The Forest centers on Raisa (Dianne Wiest), a wealthy landowner who has taken in not only Aksyusha (Lisa Joyce), her poor niece, but also Bulanov (Adam Driver), the son of a noblewoman, who is in equally dire straits. Raisa has decided the two should marry, partly out of beneficence and partly out of selfishness as she is in love with Bulanov herself. Raisa's interest in the younger man, combined with her penuriousness in her business dealings with Vosmibratov (imbued with gregarious coarseness by Sam Tsoutsouvas), vividly bring to mind the comic male protagonists of Moliere's plays, and there's a decided joy to watching a familiar scenario unfold with genders reversed.

Even as Raisa is trying to pair these two off, her estranged nephew Gennady (John Douglas Thompson) and his compatriot Arkady (Tony Torn) arrive on the estate, disguised, respectively, as a retired military man and his valet.
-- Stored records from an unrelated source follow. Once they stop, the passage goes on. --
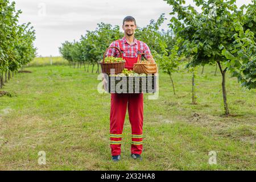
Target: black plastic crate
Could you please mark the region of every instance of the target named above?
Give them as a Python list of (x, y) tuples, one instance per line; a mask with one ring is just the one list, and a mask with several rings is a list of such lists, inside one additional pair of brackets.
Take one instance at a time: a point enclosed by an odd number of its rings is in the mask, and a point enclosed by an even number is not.
[(156, 76), (107, 77), (108, 92), (111, 93), (154, 93), (156, 92)]

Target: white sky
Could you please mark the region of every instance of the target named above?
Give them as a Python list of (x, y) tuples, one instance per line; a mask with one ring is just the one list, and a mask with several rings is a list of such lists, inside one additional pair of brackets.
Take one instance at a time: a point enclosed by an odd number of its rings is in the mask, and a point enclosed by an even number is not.
[[(36, 31), (35, 45), (38, 56), (59, 56), (58, 47), (65, 40), (79, 40), (86, 30), (94, 30), (102, 22), (122, 26), (123, 19), (134, 16), (138, 26), (144, 27), (162, 13), (168, 19), (171, 7), (163, 0), (15, 0), (21, 10), (19, 23), (31, 22)], [(186, 0), (192, 5), (192, 0)], [(250, 0), (237, 0), (238, 6)]]

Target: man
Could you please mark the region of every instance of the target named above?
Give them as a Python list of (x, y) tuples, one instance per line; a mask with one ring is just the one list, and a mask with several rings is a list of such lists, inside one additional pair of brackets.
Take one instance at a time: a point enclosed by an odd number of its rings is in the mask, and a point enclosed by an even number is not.
[[(135, 19), (130, 16), (123, 20), (122, 28), (125, 36), (113, 42), (109, 47), (117, 47), (121, 51), (122, 55), (116, 49), (109, 49), (107, 56), (122, 57), (126, 60), (125, 68), (133, 69), (137, 63), (138, 54), (151, 54), (148, 46), (134, 38), (137, 28)], [(151, 56), (144, 55), (145, 58), (150, 61)], [(142, 134), (143, 121), (143, 93), (111, 94), (110, 109), (110, 148), (112, 160), (119, 161), (121, 159), (121, 146), (126, 109), (128, 106), (129, 120), (131, 125), (131, 156), (134, 159), (142, 160)]]

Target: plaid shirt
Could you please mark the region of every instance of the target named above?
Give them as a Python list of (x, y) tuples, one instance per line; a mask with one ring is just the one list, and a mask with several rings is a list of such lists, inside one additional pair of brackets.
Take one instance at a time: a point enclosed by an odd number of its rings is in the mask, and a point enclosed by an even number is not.
[[(124, 36), (121, 41), (122, 47), (123, 49), (123, 56), (127, 57), (138, 57), (138, 46), (139, 46), (138, 42), (139, 41), (141, 43), (141, 53), (151, 53), (148, 46), (144, 42), (138, 40), (134, 38), (133, 43), (130, 45), (127, 42), (126, 38)], [(109, 47), (117, 47), (119, 49), (121, 48), (119, 46), (118, 40), (115, 40), (111, 43)], [(144, 55), (147, 59), (150, 58), (150, 55), (146, 54)], [(106, 53), (106, 56), (121, 57), (119, 52), (115, 48), (111, 48), (108, 50)]]

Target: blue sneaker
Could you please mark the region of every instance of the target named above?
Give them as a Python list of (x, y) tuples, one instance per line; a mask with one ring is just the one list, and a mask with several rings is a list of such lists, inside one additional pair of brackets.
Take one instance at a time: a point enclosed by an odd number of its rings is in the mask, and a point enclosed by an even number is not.
[(142, 160), (142, 158), (139, 154), (133, 154), (131, 155), (131, 157), (135, 160)]
[(121, 155), (113, 155), (112, 156), (112, 161), (113, 162), (118, 162), (121, 159)]

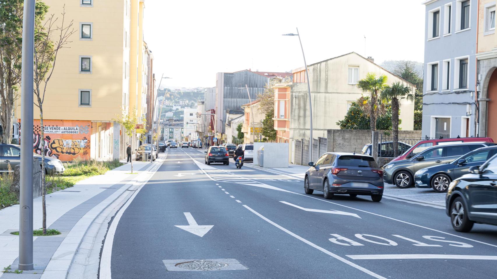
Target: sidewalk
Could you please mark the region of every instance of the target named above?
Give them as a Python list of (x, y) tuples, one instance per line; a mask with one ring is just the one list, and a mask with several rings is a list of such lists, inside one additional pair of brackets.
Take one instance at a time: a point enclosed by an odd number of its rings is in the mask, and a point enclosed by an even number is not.
[[(131, 164), (127, 164), (47, 195), (47, 227), (58, 229), (62, 234), (33, 237), (34, 270), (22, 274), (0, 271), (0, 278), (66, 278), (75, 253), (95, 218), (144, 175), (151, 176), (153, 173), (147, 171), (158, 168), (165, 157), (161, 153), (153, 163), (133, 161), (133, 171), (137, 174), (130, 173)], [(33, 200), (33, 228), (36, 229), (42, 226), (41, 197)], [(0, 210), (0, 271), (9, 266), (11, 271), (17, 268), (19, 237), (10, 232), (19, 230), (19, 205)]]
[[(272, 173), (288, 175), (289, 177), (300, 179), (302, 181), (304, 181), (306, 171), (309, 169), (309, 167), (293, 164), (289, 164), (288, 168), (261, 167), (254, 166), (251, 163), (247, 163), (244, 164), (250, 167)], [(385, 184), (385, 189), (383, 192), (383, 196), (387, 198), (443, 208), (445, 207), (445, 193), (435, 193), (431, 189), (419, 189), (414, 187), (400, 189), (395, 185), (388, 184)]]

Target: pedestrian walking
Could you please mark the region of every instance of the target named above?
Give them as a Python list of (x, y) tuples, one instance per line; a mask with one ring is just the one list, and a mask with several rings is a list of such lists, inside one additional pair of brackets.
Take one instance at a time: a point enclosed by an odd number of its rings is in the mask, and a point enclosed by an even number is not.
[(126, 163), (131, 162), (131, 145), (128, 144), (128, 148), (126, 149), (126, 154), (128, 155), (128, 160)]

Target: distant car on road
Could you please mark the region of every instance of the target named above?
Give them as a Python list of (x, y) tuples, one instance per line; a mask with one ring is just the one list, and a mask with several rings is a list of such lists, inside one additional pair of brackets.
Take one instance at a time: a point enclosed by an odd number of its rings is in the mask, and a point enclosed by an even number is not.
[(497, 155), (450, 183), (446, 213), (454, 229), (468, 232), (475, 223), (497, 225)]
[(225, 146), (225, 148), (228, 150), (228, 153), (230, 157), (233, 157), (235, 154), (235, 151), (237, 150), (237, 146), (234, 144), (227, 144)]
[[(435, 145), (444, 145), (447, 144), (455, 144), (463, 142), (494, 142), (494, 140), (489, 137), (474, 137), (474, 138), (452, 138), (446, 139), (437, 139), (421, 140), (413, 146), (409, 150), (403, 154), (392, 160), (391, 162), (410, 159), (414, 157), (419, 153), (424, 151), (427, 148)], [(462, 155), (462, 154), (461, 154)]]
[(383, 195), (383, 170), (369, 156), (339, 152), (325, 153), (306, 172), (304, 190), (310, 195), (323, 191), (325, 199), (335, 194), (371, 196), (379, 202)]
[(139, 161), (143, 159), (144, 154), (148, 154), (149, 155), (149, 159), (152, 161), (155, 161), (156, 155), (155, 152), (152, 150), (152, 147), (150, 145), (141, 145), (138, 149), (136, 150), (136, 161)]
[(210, 165), (212, 163), (222, 163), (224, 165), (230, 165), (230, 155), (228, 151), (222, 146), (210, 146), (205, 153), (205, 164)]
[(437, 193), (446, 192), (452, 180), (469, 173), (471, 167), (479, 167), (496, 154), (497, 146), (494, 145), (473, 150), (448, 164), (422, 168), (414, 173), (414, 186), (431, 187)]
[(242, 146), (244, 151), (244, 161), (253, 161), (253, 145), (247, 144)]
[(424, 150), (411, 159), (391, 162), (383, 167), (385, 182), (401, 188), (414, 185), (414, 173), (425, 167), (450, 163), (466, 153), (492, 143), (463, 143), (438, 145)]
[[(371, 156), (371, 146), (372, 146), (372, 144), (371, 143), (365, 145), (364, 147), (362, 148), (361, 153)], [(378, 143), (378, 154), (380, 157), (394, 157), (394, 142), (384, 141)], [(407, 143), (399, 142), (397, 144), (397, 149), (398, 150), (397, 154), (402, 154), (411, 147), (411, 145)]]

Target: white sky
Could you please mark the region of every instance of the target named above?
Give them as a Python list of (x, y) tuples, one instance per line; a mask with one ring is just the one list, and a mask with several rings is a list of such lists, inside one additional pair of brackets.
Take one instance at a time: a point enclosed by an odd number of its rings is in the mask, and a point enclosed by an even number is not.
[(356, 52), (422, 61), (424, 6), (419, 0), (146, 0), (145, 41), (158, 85), (212, 87), (216, 73), (291, 71)]

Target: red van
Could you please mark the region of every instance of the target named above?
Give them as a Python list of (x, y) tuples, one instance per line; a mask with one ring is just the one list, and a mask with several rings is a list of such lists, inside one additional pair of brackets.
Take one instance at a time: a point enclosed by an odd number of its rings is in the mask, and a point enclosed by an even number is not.
[(458, 142), (470, 142), (472, 141), (494, 142), (494, 140), (489, 137), (478, 137), (453, 138), (422, 140), (413, 145), (412, 147), (410, 148), (407, 151), (404, 152), (402, 155), (392, 160), (391, 162), (412, 158), (419, 152), (434, 145), (451, 144)]

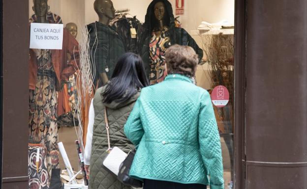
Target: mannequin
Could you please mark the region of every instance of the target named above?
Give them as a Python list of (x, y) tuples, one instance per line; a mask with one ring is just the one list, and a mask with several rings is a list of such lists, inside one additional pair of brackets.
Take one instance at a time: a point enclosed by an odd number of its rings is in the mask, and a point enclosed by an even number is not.
[(153, 0), (147, 9), (142, 28), (138, 31), (138, 52), (151, 85), (164, 80), (167, 74), (165, 51), (171, 45), (190, 46), (200, 60), (203, 57), (203, 51), (195, 40), (184, 29), (176, 27), (173, 13), (172, 5), (167, 0)]
[[(115, 64), (125, 51), (123, 42), (117, 32), (109, 26), (115, 17), (112, 2), (95, 0), (94, 7), (99, 21), (89, 25), (87, 28), (91, 59), (93, 60), (92, 63), (95, 64), (96, 71), (94, 85), (99, 87), (105, 84), (111, 78)], [(95, 40), (96, 38), (98, 41)]]
[(77, 25), (75, 23), (69, 22), (66, 24), (65, 28), (75, 39), (77, 37), (77, 35), (78, 35), (78, 27)]
[[(62, 23), (60, 17), (48, 12), (47, 0), (33, 0), (33, 3), (35, 14), (30, 22)], [(51, 170), (59, 164), (56, 91), (61, 89), (64, 82), (77, 67), (78, 46), (76, 40), (64, 29), (62, 50), (29, 51), (29, 142), (44, 147), (49, 177)], [(75, 58), (68, 64), (67, 52)]]

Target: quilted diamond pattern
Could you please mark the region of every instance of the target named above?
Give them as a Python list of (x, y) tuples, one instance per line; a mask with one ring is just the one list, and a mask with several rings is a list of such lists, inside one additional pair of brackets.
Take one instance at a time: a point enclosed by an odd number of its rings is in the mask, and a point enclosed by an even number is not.
[(184, 76), (143, 89), (124, 128), (139, 145), (130, 175), (223, 188), (214, 116), (208, 92)]
[[(104, 106), (100, 94), (103, 88), (98, 89), (93, 104), (95, 120), (93, 130), (91, 158), (89, 189), (131, 189), (123, 185), (116, 177), (103, 168), (103, 162), (107, 155), (108, 143), (104, 122)], [(128, 153), (134, 147), (126, 137), (123, 127), (134, 105), (133, 102), (116, 109), (108, 108), (107, 114), (110, 126), (111, 147), (117, 146)]]

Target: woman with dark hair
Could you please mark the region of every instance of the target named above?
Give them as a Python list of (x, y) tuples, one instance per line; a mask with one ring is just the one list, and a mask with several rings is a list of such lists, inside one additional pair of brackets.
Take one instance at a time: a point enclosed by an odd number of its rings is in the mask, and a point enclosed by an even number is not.
[(89, 174), (90, 189), (128, 189), (104, 168), (107, 154), (107, 130), (104, 111), (107, 110), (111, 146), (126, 153), (134, 148), (123, 131), (126, 123), (141, 89), (149, 85), (141, 58), (132, 53), (124, 54), (115, 66), (110, 81), (97, 89), (90, 108), (90, 123), (87, 135), (84, 163)]
[(193, 84), (198, 56), (178, 45), (166, 52), (168, 75), (143, 89), (124, 127), (138, 145), (130, 176), (143, 180), (144, 189), (224, 189), (210, 96)]
[(183, 28), (176, 27), (172, 5), (168, 0), (153, 0), (148, 6), (145, 22), (138, 28), (138, 51), (144, 62), (151, 85), (163, 81), (165, 71), (165, 51), (175, 44), (192, 47), (199, 61), (202, 50)]

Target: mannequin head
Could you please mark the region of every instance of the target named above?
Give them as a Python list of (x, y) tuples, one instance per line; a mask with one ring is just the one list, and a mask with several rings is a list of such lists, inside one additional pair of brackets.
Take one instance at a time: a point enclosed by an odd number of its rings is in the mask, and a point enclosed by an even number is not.
[(165, 15), (165, 5), (161, 2), (159, 2), (154, 6), (154, 15), (158, 21), (163, 20)]
[(109, 21), (115, 17), (115, 9), (111, 0), (95, 0), (94, 9), (98, 15), (99, 21), (107, 20)]
[(78, 35), (78, 27), (76, 24), (72, 22), (68, 23), (66, 25), (65, 27), (74, 37), (75, 38), (77, 37), (77, 35)]
[(33, 0), (32, 8), (38, 17), (46, 17), (49, 8), (48, 0)]

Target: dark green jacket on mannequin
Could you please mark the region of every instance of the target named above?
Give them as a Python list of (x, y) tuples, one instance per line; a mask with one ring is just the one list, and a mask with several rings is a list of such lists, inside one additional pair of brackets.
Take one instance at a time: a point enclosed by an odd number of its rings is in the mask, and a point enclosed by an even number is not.
[(170, 43), (165, 44), (166, 48), (175, 44), (181, 45), (188, 45), (192, 47), (198, 55), (200, 60), (203, 58), (204, 52), (198, 47), (195, 40), (188, 32), (183, 28), (175, 26), (175, 17), (173, 14), (172, 5), (167, 0), (154, 0), (148, 6), (145, 17), (145, 22), (142, 26), (139, 27), (138, 31), (138, 53), (142, 57), (144, 62), (147, 77), (149, 77), (150, 71), (150, 64), (149, 43), (151, 39), (155, 19), (154, 8), (156, 4), (162, 2), (165, 5), (165, 24), (169, 28), (167, 32), (170, 38)]
[(116, 176), (103, 168), (103, 162), (107, 154), (106, 151), (108, 148), (104, 108), (107, 107), (111, 147), (117, 146), (128, 153), (134, 148), (134, 146), (126, 138), (124, 133), (123, 127), (139, 96), (139, 93), (138, 92), (126, 102), (121, 103), (113, 102), (110, 104), (105, 104), (103, 102), (102, 94), (106, 87), (99, 88), (96, 91), (93, 102), (95, 118), (88, 188), (130, 189), (131, 187), (123, 185)]
[[(96, 22), (87, 25), (89, 35), (90, 55), (91, 63), (95, 69), (94, 85), (98, 87), (103, 85), (100, 75), (106, 73), (109, 79), (115, 64), (125, 52), (122, 40), (112, 28)], [(94, 72), (95, 71), (95, 72)]]

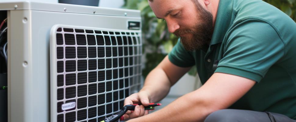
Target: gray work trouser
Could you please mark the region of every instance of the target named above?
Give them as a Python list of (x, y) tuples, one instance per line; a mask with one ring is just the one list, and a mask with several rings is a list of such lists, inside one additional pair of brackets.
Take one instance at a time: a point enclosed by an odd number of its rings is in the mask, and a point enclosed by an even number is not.
[(283, 114), (248, 110), (224, 109), (210, 114), (204, 122), (296, 122)]

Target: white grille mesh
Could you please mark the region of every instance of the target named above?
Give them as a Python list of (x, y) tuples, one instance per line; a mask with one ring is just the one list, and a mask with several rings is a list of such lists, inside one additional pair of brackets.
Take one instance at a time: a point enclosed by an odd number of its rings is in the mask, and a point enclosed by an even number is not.
[(139, 89), (140, 31), (56, 25), (51, 33), (51, 121), (100, 121)]

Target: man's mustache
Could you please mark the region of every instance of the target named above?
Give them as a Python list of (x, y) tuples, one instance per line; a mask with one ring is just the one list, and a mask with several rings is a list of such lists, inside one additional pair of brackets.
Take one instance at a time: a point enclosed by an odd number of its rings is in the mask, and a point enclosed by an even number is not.
[(180, 37), (181, 35), (188, 34), (188, 33), (190, 33), (193, 34), (194, 33), (194, 32), (190, 29), (179, 29), (176, 30), (175, 32), (174, 32), (174, 33), (173, 33), (173, 34), (174, 34), (175, 36)]

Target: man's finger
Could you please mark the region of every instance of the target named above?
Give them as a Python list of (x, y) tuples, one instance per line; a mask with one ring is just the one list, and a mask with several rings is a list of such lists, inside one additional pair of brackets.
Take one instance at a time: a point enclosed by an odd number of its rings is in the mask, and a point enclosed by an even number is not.
[(145, 106), (148, 106), (149, 103), (148, 94), (146, 92), (139, 92), (139, 95), (142, 105)]
[(148, 114), (149, 113), (149, 111), (148, 110), (145, 110), (145, 113), (144, 113), (144, 115), (145, 116), (146, 115)]
[(128, 114), (130, 118), (132, 119), (139, 117), (141, 112), (140, 111), (140, 106), (136, 106), (135, 107), (135, 111), (134, 111), (134, 112)]
[(144, 116), (145, 113), (145, 108), (144, 108), (144, 106), (140, 106), (140, 117)]

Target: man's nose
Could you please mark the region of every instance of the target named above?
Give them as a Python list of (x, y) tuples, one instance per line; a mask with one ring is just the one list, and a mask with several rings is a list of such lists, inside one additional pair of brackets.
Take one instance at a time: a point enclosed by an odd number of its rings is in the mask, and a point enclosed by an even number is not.
[(167, 24), (168, 25), (168, 28), (169, 32), (171, 33), (173, 33), (176, 30), (180, 28), (180, 26), (175, 21), (173, 20), (167, 21)]

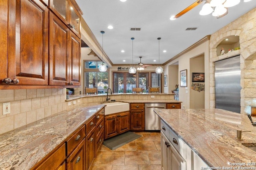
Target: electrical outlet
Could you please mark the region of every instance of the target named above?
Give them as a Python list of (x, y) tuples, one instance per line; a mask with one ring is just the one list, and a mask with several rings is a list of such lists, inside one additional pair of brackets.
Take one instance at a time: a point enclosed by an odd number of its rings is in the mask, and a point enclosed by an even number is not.
[(10, 102), (3, 103), (3, 115), (11, 113), (11, 104)]

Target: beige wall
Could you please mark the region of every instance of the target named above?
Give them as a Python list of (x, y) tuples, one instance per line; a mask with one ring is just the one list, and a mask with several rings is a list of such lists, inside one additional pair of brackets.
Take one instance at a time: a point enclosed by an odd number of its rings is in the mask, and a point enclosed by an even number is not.
[[(239, 35), (240, 49), (218, 56), (216, 47), (231, 35)], [(254, 8), (211, 36), (210, 41), (210, 107), (214, 108), (214, 62), (240, 54), (241, 113), (250, 113), (256, 104), (256, 8)]]

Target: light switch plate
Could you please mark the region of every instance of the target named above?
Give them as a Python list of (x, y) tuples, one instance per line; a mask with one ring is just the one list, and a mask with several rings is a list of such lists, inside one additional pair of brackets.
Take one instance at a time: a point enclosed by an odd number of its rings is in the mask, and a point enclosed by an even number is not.
[(3, 115), (11, 113), (11, 104), (10, 102), (3, 103)]

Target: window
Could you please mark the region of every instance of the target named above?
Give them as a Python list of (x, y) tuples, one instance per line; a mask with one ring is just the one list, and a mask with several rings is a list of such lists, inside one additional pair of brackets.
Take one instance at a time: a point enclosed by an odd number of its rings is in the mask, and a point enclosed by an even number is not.
[(108, 88), (109, 69), (106, 72), (98, 70), (102, 62), (97, 61), (84, 61), (84, 84), (88, 88), (97, 87), (98, 93), (106, 93)]
[(113, 72), (112, 91), (114, 93), (132, 93), (132, 88), (140, 87), (142, 88), (143, 93), (146, 93), (149, 86), (161, 87), (161, 75), (155, 72), (137, 72), (135, 74)]

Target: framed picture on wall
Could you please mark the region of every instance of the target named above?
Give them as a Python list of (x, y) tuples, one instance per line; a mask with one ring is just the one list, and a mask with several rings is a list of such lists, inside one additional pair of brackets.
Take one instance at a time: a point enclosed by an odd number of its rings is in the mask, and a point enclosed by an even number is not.
[(164, 76), (164, 87), (167, 86), (167, 75)]
[(204, 73), (192, 72), (192, 82), (204, 82)]
[(187, 87), (187, 69), (180, 72), (180, 87)]

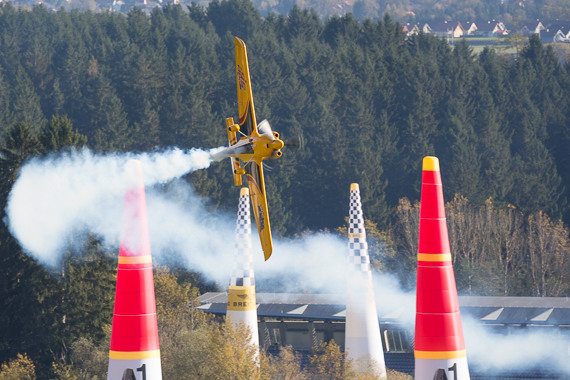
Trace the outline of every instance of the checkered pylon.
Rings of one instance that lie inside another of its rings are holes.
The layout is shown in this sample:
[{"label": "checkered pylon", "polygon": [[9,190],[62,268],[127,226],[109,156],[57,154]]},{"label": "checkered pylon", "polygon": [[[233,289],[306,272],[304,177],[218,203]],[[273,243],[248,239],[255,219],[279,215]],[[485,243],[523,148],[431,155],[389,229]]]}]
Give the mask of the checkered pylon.
[{"label": "checkered pylon", "polygon": [[385,380],[386,365],[357,183],[350,185],[348,264],[345,352],[358,372],[372,372]]},{"label": "checkered pylon", "polygon": [[348,264],[350,276],[372,280],[370,256],[362,216],[362,204],[358,184],[350,186],[350,210],[348,218]]},{"label": "checkered pylon", "polygon": [[[251,333],[251,344],[259,349],[257,326],[257,301],[255,299],[255,277],[251,255],[251,221],[249,213],[249,189],[240,191],[236,222],[234,267],[228,288],[226,317],[238,327],[242,325]],[[258,360],[256,356],[256,361]]]},{"label": "checkered pylon", "polygon": [[234,266],[230,286],[255,286],[251,255],[251,216],[249,212],[249,192],[240,192],[236,220]]}]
But they're actually both penniless actors, who've come hoping for a handout. Their presence stirs up trouble on the estate, though, and ultimately Raisa's true love is brought to light. So, too, is Aksyusha's; she's smitten with Pyotr (Quincy Dunn-Baker), Vosmibratov's son. And once these characters have retreated to woodlands that surround the estate, theatergoers may find themselves thinking of Shakespeare's frothier romantic comedies.

These plotlines, however, refuse to live comfortably next to one another or other elements of the play, such as long discussions about local politics (particularly tiresome in Kathleen Tolan's often stilted adaptation), and the love affair that arises between Arkady and Ulita (played with imperious pertness by Lizbeth Mackay), Raisa's busybody maid.

Unfortunately, director Brian Kulick's languorous staging never creates the necessary sense of unity between the play's disparate parts or the company's performance styles. In some instances, the actors' varied stagecraft makes sense. Wiest, bespectacled and wearing costume designer Marco Piemontese's sumptuous period gowns, resembles nothing more than a sweet old owl who may not be as wise as people presume. She presides over the action with subtle grace and just a hint of lustfulness.

At the other end of the spectrum -- but just as understandable -- is Thompson, who gives an over-the-top performance as the grandiose tragedian Gennady. The actor, who has made his mark in recent stagings of Othello and The Emperor Jones, seems to be having a terrific time parodying the sorts of performers who would chew scenery as these characters.

However, some of the other performances, while well-crafted, seem to be suited for completely different productions. For instance, Driver and Dunn-Baker play the young men with reserved naturalism while Joyce's turn as Aksyusha seems more suited to a period melodrama.

This love triangle, the estate's ancient retainer (played hilariously by John Christopher Jones), and Raisa's sale of the land to raise money certainly bring to mind aspects of Chekhov's The Cherry Orchard. And that's part of the fun of The Forest, seeing how this obscure work lives at a crossroads between the worlds of classic and modern drama.